I opened my heavy eyelids and blinked repeatedly until my vision became clear. I turned and saw a nurse fidgeting with a computer, smiling at me.

All the hope I had crushed and broke my heart all over again. I know I imagined Demi, because if I hadn't, she would be right by my side. She wouldn't leave me and she'd make sure she'd be holding my hand as I woke up. But she's not here and she never was... how could I imagine something so amazing?

"Welcome back," the chirpy nurse said, "How do you feel?"

Horrible. Awful. Horrendous. Miserable.

"I want to die," the raspy words came out before I had a chance to think them over. Tears came quick at the realization that what I had said, was true. If I can't live a life without Demi I don't want to live one at all.

I must have gotten my days mixed up in my mind. I probably reopened my wound or some stupid shit to get me wound in the hospital over my leg again.

She frowned, checking my IV and looking me over, "We rarely put any people to sleep when we do skin grafts, but the paramedic and the doctors gave you too much anesthetics. You're going to be in a lot of pain-"

I couldn't listen to her ramble. It's not about the damn burn, it's about my heart. I would bathe in boiling water if it meant I could have Demi back. I should have known she was too good to be true.

"I'm going to sleep." I said, closing my eyes in hopes she'll go away. If she leaves, maybe I can figure out a way to double the medicine seeping into my veins and I will die. I don't want to live another moment.

I want Demi's hand holding mine. I want her body snuggled into my side. I want her soft lips on my bare skin. I want her laugh in my ear. I want her cries on my shoulder. I want her hand running through my hair. I want her, all of her and nothing else.

"You've been sleeping for twelve hours straight, but you can try. How is your leg feeling? We had to put somebody else's skin onto yours because if we took some of yours, you'd be in too much pain. Plus, since you were unconscious we couldn't tell how your body would react."

Now that she says something, it fucking hurts. A skin graft. I'm so glad I wasn't awake for them to pick molten fabric out of my flesh, but i assume it would have been much more painless then losing Demi.

"She's been here a while along with-" I looked over her shoulder into the hallway to see my therapist, Amy, waiting in a chair.

I groan, not wanting to even look at her right now. I don't want to talk about anything to her, let alone my feelings. She's here for a therapy session I want no part of.

"I want to die," I repeat. The more I said it, the heavier my heart got. I just don't want to be alive.

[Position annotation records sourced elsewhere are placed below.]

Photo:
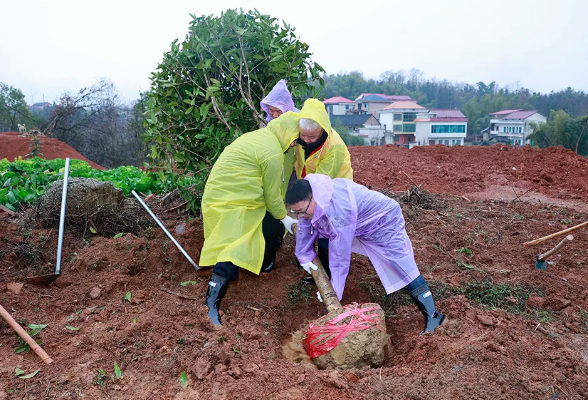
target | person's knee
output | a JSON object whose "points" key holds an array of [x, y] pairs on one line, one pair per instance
{"points": [[416, 283]]}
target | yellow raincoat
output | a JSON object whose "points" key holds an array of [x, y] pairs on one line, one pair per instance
{"points": [[332, 158], [249, 177]]}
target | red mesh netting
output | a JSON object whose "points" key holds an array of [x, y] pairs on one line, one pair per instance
{"points": [[322, 337]]}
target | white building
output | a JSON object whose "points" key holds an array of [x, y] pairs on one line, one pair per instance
{"points": [[513, 126], [448, 127], [397, 119], [338, 105], [365, 126]]}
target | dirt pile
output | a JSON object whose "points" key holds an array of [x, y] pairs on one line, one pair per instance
{"points": [[513, 332], [12, 146]]}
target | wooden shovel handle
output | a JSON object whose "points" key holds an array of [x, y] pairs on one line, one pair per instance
{"points": [[323, 284], [325, 288], [543, 256], [537, 241], [25, 336]]}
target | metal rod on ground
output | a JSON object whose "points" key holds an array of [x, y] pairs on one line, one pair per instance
{"points": [[174, 241], [25, 336], [537, 241], [62, 217]]}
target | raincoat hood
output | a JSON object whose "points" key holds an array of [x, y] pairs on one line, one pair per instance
{"points": [[315, 110], [285, 129], [322, 192], [279, 97]]}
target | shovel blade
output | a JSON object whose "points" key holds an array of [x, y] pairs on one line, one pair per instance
{"points": [[540, 264]]}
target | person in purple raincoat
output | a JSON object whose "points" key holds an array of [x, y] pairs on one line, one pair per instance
{"points": [[356, 219], [278, 101]]}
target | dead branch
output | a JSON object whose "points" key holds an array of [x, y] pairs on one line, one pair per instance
{"points": [[182, 296]]}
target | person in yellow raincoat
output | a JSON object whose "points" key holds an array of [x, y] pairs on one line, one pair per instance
{"points": [[247, 181], [320, 150]]}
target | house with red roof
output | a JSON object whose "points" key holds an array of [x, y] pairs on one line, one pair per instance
{"points": [[441, 126], [513, 126], [398, 122], [338, 105]]}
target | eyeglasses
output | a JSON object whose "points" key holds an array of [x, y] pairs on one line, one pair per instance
{"points": [[305, 210]]}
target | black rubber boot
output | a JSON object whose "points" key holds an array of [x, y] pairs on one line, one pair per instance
{"points": [[423, 298], [269, 259], [217, 287], [323, 254]]}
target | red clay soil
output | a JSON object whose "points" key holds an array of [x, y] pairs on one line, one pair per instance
{"points": [[12, 146], [482, 172], [481, 352]]}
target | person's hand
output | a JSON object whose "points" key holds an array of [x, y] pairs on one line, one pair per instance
{"points": [[309, 267], [288, 221]]}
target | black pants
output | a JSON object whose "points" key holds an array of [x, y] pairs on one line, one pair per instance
{"points": [[323, 254], [273, 232]]}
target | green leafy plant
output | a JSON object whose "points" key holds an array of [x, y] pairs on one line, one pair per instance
{"points": [[117, 371], [206, 91], [186, 283], [71, 328], [183, 380], [20, 373], [463, 250], [100, 377], [23, 181]]}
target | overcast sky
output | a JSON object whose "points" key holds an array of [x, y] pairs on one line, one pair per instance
{"points": [[47, 47]]}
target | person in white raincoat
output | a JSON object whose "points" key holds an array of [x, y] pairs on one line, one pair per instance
{"points": [[356, 219]]}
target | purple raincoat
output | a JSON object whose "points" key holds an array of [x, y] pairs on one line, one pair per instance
{"points": [[279, 97], [356, 219]]}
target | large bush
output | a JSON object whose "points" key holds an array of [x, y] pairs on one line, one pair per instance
{"points": [[207, 89]]}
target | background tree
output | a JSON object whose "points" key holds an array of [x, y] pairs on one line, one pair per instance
{"points": [[96, 123], [348, 138], [475, 101], [13, 109], [206, 90], [562, 130]]}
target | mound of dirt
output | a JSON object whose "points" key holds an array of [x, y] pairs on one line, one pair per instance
{"points": [[14, 146]]}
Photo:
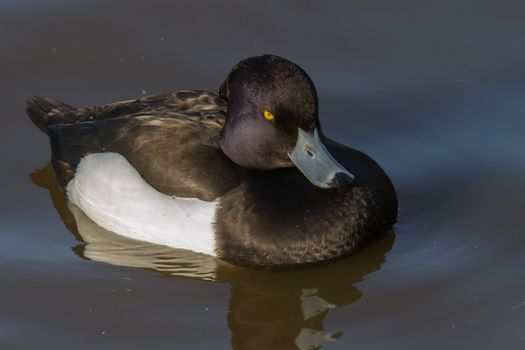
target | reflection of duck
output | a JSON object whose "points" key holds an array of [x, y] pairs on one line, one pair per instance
{"points": [[267, 309], [184, 170]]}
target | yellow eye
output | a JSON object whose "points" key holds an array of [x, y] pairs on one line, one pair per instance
{"points": [[269, 116]]}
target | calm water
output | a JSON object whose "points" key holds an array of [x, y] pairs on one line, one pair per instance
{"points": [[434, 91]]}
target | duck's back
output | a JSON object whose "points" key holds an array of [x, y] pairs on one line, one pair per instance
{"points": [[170, 139]]}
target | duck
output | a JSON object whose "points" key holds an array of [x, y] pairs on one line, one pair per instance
{"points": [[244, 173]]}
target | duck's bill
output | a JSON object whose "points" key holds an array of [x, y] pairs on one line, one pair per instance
{"points": [[316, 163]]}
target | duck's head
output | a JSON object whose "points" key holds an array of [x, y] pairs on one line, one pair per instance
{"points": [[272, 121]]}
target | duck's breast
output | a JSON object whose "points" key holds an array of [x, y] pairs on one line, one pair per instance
{"points": [[114, 195]]}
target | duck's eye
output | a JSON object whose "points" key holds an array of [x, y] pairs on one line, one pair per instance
{"points": [[268, 116]]}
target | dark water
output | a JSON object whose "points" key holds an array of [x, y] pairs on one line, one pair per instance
{"points": [[434, 91]]}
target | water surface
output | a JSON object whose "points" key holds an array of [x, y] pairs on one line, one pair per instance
{"points": [[434, 91]]}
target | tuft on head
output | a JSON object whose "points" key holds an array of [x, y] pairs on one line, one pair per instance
{"points": [[269, 98]]}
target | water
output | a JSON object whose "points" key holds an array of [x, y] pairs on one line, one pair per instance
{"points": [[434, 91]]}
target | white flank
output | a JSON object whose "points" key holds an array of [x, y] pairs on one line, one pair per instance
{"points": [[113, 194]]}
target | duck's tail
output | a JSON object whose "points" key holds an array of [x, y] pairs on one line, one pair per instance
{"points": [[40, 109]]}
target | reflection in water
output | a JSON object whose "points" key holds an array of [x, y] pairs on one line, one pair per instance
{"points": [[278, 309]]}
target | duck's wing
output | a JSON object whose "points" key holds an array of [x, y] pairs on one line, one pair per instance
{"points": [[171, 140], [194, 103]]}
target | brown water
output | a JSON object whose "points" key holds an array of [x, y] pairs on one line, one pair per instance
{"points": [[434, 91]]}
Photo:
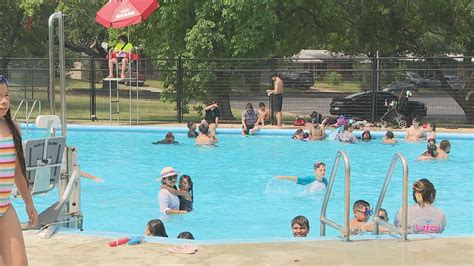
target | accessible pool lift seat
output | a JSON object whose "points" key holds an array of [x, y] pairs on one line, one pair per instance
{"points": [[49, 164]]}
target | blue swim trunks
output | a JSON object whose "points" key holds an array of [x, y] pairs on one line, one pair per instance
{"points": [[305, 180]]}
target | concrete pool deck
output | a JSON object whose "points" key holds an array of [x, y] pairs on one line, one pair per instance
{"points": [[63, 249]]}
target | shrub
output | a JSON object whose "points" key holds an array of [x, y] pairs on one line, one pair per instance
{"points": [[334, 78]]}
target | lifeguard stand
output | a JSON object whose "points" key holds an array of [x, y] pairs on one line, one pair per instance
{"points": [[132, 77]]}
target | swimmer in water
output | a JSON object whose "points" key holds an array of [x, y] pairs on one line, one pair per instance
{"points": [[314, 182]]}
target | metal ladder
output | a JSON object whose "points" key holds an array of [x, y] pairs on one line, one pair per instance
{"points": [[114, 98], [344, 230], [399, 230], [28, 111], [132, 77]]}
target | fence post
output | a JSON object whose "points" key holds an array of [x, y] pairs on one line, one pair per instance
{"points": [[375, 87], [93, 106], [179, 90], [272, 66]]}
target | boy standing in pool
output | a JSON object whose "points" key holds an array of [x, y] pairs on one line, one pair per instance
{"points": [[316, 182]]}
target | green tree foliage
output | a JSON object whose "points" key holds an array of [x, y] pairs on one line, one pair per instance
{"points": [[206, 29], [209, 29]]}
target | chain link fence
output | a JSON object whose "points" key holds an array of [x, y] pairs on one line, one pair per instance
{"points": [[177, 90]]}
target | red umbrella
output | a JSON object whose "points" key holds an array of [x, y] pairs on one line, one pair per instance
{"points": [[122, 13]]}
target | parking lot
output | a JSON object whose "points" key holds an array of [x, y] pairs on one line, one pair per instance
{"points": [[440, 107]]}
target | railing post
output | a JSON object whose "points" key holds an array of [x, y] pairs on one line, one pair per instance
{"points": [[344, 230], [403, 230], [93, 103], [179, 90], [375, 86]]}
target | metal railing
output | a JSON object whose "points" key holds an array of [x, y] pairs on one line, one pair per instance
{"points": [[23, 101], [28, 111], [403, 229], [31, 111], [344, 230]]}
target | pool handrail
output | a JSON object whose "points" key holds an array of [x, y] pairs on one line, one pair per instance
{"points": [[403, 229], [62, 69], [344, 230], [23, 101]]}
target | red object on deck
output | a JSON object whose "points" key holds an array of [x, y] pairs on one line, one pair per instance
{"points": [[119, 242], [122, 13]]}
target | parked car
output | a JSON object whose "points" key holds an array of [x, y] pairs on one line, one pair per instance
{"points": [[455, 82], [422, 82], [398, 86], [358, 105], [297, 79]]}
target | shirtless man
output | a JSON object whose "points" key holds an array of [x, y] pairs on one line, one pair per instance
{"points": [[204, 138], [444, 149], [277, 97], [262, 114], [415, 132]]}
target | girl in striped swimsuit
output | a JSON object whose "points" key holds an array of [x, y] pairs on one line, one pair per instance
{"points": [[12, 171]]}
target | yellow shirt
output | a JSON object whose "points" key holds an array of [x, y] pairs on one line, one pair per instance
{"points": [[126, 48]]}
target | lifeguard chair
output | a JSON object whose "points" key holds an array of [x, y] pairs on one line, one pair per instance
{"points": [[133, 77]]}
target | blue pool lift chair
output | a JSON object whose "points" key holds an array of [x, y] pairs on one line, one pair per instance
{"points": [[47, 169]]}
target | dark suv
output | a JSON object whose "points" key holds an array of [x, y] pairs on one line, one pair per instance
{"points": [[297, 79], [358, 105]]}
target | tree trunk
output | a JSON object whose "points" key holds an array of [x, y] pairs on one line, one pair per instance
{"points": [[463, 96], [222, 95]]}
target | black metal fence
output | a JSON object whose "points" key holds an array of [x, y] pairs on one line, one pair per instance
{"points": [[178, 89]]}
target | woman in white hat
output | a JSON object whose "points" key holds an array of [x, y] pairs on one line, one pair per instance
{"points": [[169, 203]]}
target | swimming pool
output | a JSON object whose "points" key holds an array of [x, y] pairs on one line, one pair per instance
{"points": [[236, 193]]}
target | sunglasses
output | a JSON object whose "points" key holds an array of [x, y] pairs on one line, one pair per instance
{"points": [[3, 79], [171, 178], [366, 212]]}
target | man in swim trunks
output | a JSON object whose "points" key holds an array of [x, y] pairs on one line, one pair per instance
{"points": [[212, 116], [313, 183], [277, 97], [444, 149], [415, 132]]}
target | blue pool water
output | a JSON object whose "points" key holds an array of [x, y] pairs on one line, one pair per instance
{"points": [[236, 193]]}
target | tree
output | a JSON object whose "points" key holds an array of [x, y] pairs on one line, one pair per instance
{"points": [[199, 30], [394, 28]]}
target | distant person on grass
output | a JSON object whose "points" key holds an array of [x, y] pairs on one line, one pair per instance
{"points": [[277, 97], [212, 116]]}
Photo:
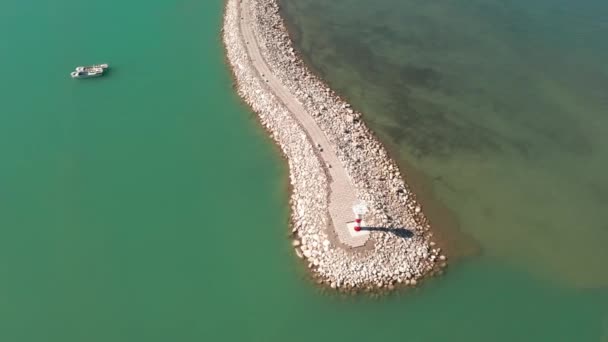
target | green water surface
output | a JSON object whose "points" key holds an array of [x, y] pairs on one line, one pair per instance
{"points": [[148, 205]]}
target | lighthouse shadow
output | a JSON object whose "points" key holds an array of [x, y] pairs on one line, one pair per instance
{"points": [[400, 232]]}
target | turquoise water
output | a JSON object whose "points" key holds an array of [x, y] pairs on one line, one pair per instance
{"points": [[500, 106], [148, 205]]}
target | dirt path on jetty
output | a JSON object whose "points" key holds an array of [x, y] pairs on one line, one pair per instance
{"points": [[341, 191], [300, 113]]}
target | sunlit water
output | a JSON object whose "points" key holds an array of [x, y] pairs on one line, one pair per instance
{"points": [[148, 205], [502, 106]]}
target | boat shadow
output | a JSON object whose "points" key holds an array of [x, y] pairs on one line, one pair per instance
{"points": [[400, 232]]}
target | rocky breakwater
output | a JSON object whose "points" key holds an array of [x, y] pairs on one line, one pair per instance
{"points": [[400, 250]]}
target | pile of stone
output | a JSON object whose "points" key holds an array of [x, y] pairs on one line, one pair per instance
{"points": [[388, 259]]}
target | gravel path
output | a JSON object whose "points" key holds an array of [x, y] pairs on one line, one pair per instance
{"points": [[341, 190], [300, 113]]}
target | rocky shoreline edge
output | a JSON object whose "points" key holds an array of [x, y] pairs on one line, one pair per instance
{"points": [[402, 251]]}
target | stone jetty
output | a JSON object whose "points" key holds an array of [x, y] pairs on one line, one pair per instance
{"points": [[334, 160]]}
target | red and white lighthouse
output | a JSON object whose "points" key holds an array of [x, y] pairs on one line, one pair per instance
{"points": [[359, 208]]}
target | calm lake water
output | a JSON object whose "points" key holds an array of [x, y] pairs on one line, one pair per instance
{"points": [[148, 205]]}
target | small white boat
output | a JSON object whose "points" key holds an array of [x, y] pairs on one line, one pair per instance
{"points": [[89, 71]]}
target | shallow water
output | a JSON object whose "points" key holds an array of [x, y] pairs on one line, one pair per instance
{"points": [[148, 205], [500, 106]]}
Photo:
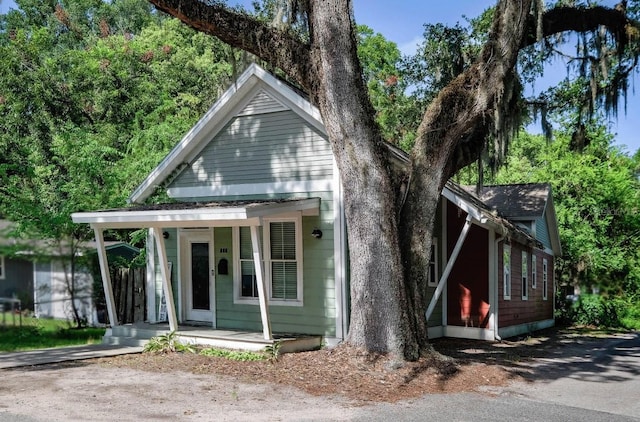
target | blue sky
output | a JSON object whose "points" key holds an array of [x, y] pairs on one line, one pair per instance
{"points": [[402, 22]]}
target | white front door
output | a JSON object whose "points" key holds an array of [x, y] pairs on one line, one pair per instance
{"points": [[197, 273]]}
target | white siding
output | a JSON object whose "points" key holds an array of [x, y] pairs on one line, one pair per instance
{"points": [[265, 148]]}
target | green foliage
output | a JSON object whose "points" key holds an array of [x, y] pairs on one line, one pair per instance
{"points": [[238, 355], [597, 200], [397, 114], [43, 333], [596, 310], [167, 343]]}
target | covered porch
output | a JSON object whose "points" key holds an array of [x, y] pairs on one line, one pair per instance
{"points": [[159, 218]]}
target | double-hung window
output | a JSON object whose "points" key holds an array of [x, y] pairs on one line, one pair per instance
{"points": [[248, 287], [506, 272], [525, 275], [281, 243], [534, 271], [283, 255]]}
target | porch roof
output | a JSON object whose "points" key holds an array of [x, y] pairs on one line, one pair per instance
{"points": [[197, 214]]}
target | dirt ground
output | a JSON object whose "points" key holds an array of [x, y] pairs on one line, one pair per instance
{"points": [[172, 386]]}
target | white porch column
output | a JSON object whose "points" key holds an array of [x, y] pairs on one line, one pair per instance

I won't be able to cope seeing Demi's face advertised everywhere and hearing her angelic voice on the radio every five minutes.

"I think this is the part where I let her come in here.." she said, gesturing towards Amy, who was now at the doorway.

I think this is the part where I try to bribe her so she'll overdose and kill me, but I refrain because that would for sure buy me a first class ticket to the nuthouse. But so would admitting out loud I'm head over heals in love with someone who was a figment of my imagination.